如果我们使用标准优化算法训练一个普通网络,比如说梯度下降法,没有加上残差,凭经验会发现随着网络深度的加深,训练错误会先减少,然后增多。(尽管理论上,随着网络深度的加深,应该训练得越来越好才对)
ResNets确实在训练深度网络方面非常有效,它确实有助于解决梯度消失和梯度爆炸问题,让我们在训练更深网络的同时,又能保证良好的性能。
一个图片识别的ResNet例子:
论文省流版
1. Introduction
网络深度十分重要,然而主流的“深层”网络(只)包含16到30层。
如图,一个困境是对于朴素的神经网络,当深度到达一定程度时,更深的网络反而误差更大。原因来自于梯度消失与梯度爆炸。
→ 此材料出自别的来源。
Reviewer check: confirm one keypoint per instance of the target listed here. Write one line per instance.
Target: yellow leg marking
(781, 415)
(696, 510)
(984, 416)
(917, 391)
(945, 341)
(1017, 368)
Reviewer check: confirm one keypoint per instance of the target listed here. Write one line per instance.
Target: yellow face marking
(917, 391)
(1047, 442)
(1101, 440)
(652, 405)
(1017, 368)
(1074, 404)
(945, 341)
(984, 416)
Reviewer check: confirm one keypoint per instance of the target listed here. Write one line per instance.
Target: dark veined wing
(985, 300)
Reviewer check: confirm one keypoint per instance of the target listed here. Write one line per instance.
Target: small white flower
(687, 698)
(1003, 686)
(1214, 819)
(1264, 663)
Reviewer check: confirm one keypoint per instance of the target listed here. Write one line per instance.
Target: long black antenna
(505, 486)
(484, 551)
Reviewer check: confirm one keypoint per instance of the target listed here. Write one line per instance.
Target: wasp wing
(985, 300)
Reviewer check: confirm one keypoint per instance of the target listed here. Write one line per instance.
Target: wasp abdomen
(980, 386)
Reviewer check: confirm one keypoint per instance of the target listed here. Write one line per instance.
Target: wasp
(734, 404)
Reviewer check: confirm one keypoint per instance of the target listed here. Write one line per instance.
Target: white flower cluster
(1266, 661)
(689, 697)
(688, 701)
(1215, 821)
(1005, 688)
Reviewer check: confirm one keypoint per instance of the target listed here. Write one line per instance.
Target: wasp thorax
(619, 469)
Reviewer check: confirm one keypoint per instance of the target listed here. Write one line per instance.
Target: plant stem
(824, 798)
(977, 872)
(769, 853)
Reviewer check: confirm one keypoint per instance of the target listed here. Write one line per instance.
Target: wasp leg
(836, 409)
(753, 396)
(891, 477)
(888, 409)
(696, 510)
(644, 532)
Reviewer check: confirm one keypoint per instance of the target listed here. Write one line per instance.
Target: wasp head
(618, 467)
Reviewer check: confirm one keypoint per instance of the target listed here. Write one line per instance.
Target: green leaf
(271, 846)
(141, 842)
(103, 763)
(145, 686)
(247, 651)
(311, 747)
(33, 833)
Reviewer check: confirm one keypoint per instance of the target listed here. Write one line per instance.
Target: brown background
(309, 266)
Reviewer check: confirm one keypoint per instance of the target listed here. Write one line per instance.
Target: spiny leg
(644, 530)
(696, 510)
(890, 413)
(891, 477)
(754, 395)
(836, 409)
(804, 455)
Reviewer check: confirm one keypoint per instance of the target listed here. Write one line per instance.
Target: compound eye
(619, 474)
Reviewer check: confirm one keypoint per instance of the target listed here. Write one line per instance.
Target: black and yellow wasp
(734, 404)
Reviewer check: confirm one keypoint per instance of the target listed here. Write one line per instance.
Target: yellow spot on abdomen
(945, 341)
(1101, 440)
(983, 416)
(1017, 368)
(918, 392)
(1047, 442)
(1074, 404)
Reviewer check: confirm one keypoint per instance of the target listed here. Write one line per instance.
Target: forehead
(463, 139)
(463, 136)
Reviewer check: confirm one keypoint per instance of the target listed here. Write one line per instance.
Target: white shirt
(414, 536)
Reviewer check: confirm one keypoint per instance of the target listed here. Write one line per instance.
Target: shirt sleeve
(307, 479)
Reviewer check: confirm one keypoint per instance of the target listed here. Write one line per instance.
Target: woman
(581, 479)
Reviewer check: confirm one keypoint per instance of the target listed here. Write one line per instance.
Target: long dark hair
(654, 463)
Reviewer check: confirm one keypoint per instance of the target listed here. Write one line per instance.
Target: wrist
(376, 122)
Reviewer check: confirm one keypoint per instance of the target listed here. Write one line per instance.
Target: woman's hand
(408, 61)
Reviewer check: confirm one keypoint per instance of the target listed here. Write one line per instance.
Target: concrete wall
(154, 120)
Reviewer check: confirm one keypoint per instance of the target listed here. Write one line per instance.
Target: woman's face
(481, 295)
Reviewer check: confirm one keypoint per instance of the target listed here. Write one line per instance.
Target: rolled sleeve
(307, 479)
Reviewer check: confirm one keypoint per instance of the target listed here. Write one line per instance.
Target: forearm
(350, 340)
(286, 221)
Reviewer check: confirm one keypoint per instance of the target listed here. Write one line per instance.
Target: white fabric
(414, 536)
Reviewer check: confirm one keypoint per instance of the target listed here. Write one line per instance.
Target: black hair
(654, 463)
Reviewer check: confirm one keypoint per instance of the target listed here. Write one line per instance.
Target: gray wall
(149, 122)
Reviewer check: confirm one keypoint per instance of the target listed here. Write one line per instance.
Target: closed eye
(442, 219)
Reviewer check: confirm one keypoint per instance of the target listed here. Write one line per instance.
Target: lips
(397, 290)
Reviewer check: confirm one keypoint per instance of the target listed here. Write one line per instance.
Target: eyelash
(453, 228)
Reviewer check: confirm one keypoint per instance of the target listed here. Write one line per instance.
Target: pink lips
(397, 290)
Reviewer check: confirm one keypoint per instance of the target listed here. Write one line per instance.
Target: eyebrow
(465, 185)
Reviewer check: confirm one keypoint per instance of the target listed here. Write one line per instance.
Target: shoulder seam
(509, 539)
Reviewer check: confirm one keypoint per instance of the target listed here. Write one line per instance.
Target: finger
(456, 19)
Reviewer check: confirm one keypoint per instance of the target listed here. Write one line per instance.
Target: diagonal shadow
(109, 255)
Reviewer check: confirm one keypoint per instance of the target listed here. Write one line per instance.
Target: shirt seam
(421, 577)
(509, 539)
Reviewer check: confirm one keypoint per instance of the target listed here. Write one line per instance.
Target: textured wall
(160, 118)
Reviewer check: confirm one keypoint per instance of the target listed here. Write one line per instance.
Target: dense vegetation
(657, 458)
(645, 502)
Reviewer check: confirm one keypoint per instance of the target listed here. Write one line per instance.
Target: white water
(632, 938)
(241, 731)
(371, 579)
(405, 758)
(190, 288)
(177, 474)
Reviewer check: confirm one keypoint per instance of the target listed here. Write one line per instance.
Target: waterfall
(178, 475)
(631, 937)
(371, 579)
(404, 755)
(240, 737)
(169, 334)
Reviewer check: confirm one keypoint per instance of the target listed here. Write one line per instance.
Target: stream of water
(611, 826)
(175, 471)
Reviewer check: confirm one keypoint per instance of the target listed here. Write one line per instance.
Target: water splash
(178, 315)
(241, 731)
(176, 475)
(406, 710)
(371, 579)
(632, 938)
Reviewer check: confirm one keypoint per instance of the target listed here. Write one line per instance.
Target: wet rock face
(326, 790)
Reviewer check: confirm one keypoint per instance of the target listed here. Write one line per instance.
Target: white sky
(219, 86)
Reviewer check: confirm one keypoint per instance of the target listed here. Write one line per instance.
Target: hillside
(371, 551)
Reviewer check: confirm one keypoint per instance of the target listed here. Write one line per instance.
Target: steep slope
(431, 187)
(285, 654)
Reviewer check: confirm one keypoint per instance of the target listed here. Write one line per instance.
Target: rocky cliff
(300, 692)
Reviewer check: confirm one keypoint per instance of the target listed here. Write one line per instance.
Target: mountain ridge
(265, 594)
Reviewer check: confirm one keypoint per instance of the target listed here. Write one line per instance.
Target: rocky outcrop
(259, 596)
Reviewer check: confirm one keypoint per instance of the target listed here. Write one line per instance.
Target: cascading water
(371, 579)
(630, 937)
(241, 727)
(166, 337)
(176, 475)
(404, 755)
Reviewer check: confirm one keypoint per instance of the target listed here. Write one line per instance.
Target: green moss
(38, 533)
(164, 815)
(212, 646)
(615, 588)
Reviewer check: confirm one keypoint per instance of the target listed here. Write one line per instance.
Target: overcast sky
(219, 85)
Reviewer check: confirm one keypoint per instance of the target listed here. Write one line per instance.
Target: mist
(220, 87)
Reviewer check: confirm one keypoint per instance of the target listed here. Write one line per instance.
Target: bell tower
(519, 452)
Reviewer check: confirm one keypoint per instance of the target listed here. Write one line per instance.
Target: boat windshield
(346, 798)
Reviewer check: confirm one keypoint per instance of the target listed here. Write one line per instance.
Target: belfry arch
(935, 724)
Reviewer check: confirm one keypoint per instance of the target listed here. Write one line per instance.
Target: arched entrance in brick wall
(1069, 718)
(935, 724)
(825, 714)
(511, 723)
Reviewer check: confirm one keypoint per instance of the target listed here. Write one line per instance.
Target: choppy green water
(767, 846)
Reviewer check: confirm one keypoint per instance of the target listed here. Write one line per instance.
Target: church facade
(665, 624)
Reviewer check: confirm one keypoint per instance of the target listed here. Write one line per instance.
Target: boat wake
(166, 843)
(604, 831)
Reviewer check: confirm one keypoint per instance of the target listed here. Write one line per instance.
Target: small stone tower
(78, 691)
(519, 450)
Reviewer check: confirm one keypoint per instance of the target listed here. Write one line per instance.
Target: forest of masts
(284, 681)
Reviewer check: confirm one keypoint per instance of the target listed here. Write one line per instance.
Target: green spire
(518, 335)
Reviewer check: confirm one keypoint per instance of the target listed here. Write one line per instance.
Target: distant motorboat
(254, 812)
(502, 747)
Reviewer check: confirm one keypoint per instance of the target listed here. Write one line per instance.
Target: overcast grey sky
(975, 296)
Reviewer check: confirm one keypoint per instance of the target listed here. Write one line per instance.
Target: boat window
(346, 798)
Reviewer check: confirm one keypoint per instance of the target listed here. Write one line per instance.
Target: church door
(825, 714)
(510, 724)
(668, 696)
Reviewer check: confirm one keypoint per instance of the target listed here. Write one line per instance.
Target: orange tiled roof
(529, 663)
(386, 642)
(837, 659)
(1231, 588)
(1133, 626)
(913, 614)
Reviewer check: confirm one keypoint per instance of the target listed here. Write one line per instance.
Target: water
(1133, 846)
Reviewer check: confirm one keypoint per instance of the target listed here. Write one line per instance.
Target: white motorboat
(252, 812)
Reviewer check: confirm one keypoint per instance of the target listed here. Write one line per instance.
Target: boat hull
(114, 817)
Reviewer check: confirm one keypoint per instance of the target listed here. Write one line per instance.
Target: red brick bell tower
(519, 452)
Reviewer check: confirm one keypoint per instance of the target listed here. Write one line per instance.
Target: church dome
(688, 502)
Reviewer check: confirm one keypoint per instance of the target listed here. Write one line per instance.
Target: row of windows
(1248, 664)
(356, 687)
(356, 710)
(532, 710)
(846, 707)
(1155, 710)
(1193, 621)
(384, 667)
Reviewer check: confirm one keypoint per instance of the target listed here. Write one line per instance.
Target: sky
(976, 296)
ResNet希望对于一个更深的网络,其误差要比浅层版本要低。
这是一个基本模块,ResNet由这种基本模块堆叠构成。
在ImageNet数据集上实验后,ResNet的优点包括:
- 容易优化,比朴素网络的误差更低。
- 能够充分享受到深层网络的优势。
2. Related Work
之前的工作告诉我们,良好的重新制定或预处理可以简化优化过程。
相比“highway networks”,ResNet的基本模块是无参的,没有“门”的概念,门也不会关闭,并且能将层数做得更多。
3. Deep Residual Learning
在朴素的网络中,我们假设某几层要学习$\mathcal{H}(\text{x})$。而上图中的ResNet基本模块中,添加了一条“捷径”,那些层本身要学习的变成了:$\mathcal{F}(\text{x}):=\mathcal{H}(\text{x})-\text{x}$
这样,在通过捷径加入$\text{x}$后,又变回了原来的$\mathcal{H}(\text{x})$。
这种操作有效的原因是,基本模块在什么也不做只是传递$\text{x}$时,即$\mathcal{F}(\text{x})=0$,就退化成了层数更少,更简单的网络,理论上误差不会比浅层网络更大。
相比与朴素的网络,ResNet训练$\mathcal{H}(\text{x})=\text{x}$更简单,因为只需要让$\mathcal{F}(\text{x})$的参数$W=0$。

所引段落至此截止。